SE LA CARRA’ BALLA CON PADRE PIO

di GIORGIO GANDOLA – Quel giorno Enrico Beruschi dovette rimproverare bonariamente i fraticelli che “si dimenavano come anguille ballando sulle note delle canzoni di Raffaella”. Un rutilare di sandali, scena stupenda, felliniana.

Vent’anni fa la regina del Tuca Tuca creò davvero scompiglio a San Giovanni Rotondo, all’inaugurazione di Tele Radio Padre Pio. Volle esserci, dare un tocco di mondanità alla cerimonia per la nascita della piccola emittente, o forse cercare un’oasi di pace per qualche ora, lontano dalle ipocrisie del mondo glamour. Fu il segnale di una devozione profonda, niente a che vede con gli spot plastificati per moltiplicare i like del triste mondo virtuale.

Per questo Sergio Japino ha realizzato l’ultimo desiderio della Carrà: tornare nel santuario con le ceneri dentro un’urna, per l’ultima visita, quella più vicina al Paradiso.

C’è qualcosa di inesprimibile e di antico nel viaggio della showgirl scpmparsa il 5 luglio scorso, il senso di una sensibilità cristiana autentica che non ha bisogno di istruzioni per l’uso.

“Ascoltate il mio silenzio”, ha detto il coreografo e compagno di una vita, commosso mentre il rettore del santuario e il direttore dell’emittente scoprivano la lapide a lei dedicata, e mentre tutti i presenti ricordavano quel caschetto d’oro che il 19 maggio 2001 aveva sfoderato solo per loro la sua risata rock.
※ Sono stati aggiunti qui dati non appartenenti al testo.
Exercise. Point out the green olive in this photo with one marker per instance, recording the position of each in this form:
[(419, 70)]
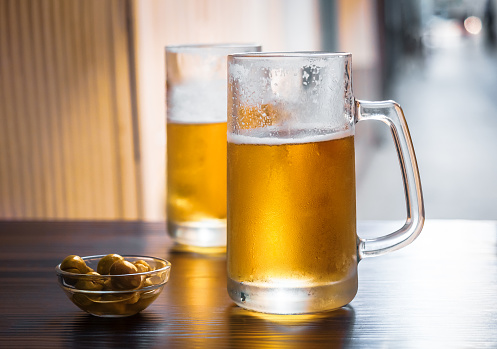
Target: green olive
[(72, 270), (128, 281), (106, 262), (148, 282), (74, 262), (142, 266)]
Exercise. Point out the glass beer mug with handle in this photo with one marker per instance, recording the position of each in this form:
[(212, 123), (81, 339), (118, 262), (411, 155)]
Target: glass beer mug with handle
[(292, 241)]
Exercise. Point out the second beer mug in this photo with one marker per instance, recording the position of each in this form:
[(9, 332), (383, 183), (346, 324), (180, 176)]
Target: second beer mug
[(196, 144), (292, 241)]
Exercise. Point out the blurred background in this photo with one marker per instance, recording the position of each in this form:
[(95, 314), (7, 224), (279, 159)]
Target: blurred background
[(82, 97)]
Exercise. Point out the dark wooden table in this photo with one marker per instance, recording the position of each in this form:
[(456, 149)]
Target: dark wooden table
[(441, 291)]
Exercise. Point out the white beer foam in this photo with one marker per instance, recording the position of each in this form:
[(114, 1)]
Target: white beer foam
[(272, 135), (198, 102)]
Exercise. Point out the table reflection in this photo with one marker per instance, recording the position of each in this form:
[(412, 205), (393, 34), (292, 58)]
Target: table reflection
[(257, 330), (138, 331)]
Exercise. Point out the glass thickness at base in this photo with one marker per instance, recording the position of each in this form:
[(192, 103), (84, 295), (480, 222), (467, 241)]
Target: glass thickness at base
[(208, 236), (279, 299)]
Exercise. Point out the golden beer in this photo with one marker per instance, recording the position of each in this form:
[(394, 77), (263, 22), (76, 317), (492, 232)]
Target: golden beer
[(292, 214), (196, 172)]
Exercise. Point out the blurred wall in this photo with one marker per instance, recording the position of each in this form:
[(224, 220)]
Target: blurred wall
[(67, 144), (82, 93)]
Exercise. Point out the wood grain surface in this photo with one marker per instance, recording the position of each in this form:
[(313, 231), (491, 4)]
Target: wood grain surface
[(441, 292)]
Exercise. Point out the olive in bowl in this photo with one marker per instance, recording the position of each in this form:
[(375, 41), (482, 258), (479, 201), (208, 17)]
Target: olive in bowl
[(131, 284)]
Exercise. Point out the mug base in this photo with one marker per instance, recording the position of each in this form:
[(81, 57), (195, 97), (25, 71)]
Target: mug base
[(275, 299)]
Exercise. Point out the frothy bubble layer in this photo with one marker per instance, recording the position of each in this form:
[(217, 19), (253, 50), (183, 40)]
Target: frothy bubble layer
[(197, 102), (277, 135)]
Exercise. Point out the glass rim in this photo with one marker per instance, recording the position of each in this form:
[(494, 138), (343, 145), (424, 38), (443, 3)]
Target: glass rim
[(192, 47), (289, 54)]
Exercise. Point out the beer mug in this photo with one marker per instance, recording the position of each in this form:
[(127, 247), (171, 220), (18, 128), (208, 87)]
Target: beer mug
[(292, 241), (196, 144)]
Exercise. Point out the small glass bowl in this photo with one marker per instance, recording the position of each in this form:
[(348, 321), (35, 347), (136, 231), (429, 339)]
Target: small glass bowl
[(87, 291)]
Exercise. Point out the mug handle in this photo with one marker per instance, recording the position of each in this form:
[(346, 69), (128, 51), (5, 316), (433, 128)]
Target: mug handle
[(391, 114)]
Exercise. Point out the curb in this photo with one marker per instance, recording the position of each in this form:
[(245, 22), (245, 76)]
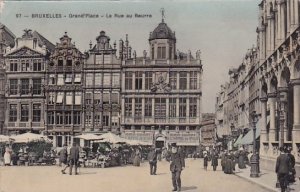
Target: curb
[(260, 184)]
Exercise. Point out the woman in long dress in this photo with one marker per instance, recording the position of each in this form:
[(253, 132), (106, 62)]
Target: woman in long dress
[(137, 158), (7, 156)]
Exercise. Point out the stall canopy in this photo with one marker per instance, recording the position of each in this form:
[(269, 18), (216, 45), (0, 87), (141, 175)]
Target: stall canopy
[(238, 141), (28, 137), (88, 136)]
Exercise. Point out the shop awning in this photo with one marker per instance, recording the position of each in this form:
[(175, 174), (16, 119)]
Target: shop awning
[(238, 141)]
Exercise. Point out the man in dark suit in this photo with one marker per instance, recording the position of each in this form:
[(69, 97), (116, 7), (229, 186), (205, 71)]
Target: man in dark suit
[(152, 157), (282, 169), (176, 166), (74, 157)]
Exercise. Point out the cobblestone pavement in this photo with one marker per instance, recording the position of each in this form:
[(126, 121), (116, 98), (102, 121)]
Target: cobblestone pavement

“Vogliamo dire grazie a Raffaella per la grande donna che è stata e che noi abbiamo avuto modo di conoscere”, ha ricordato il direttore Campanella. “Da allora ha sempre avuto un legame molto forte con noi, continueremo a ringraziarla per la sua umanità e per la sua amicizia”.

Un legame sobrio e concreto, poco esibito, senza selfie, lontano da Twitter. Qualcosa di sacro e quindi di privato, una continua ricerca dell’Aldilà seguendo la barba di Padre Pio. Raffaella voleva tornare sul Gargano, lo ha ribadito Japino, “non come presenza in carne ed ossa ma come presenza con il cuore”. E lo ha fatto, le sue ceneri sono state portate in processione fino alla chiesa di Santa Maria delle Grazie, dove San Pio ha celebrato l’eucarestia dal 1959 al 22 settembre 1968, il giorno prima della morte.

“È stato lui a volerla di nuovo qui”, ha commentato teneramente un pellegrino, poi ha aggiunto: “È stata una grande presentatrice, speriamo che il Signore la prenda in gloria”. Poi tutti in silenzio ad ascoltare un concerto per pianoforte e tromba, com’è scritto nel testamento della divina.

In attesa di ulteriori notizie, le ceneri sono poi state trasferite all’Argentario, il luogo dal quale Raffaella ha deciso di continuare a danzare nella memoria di chi l’ha amata. Padre Pio e le onde del mare laggiù in fondo, per una figlia del popolo non c’è nulla di più eterno.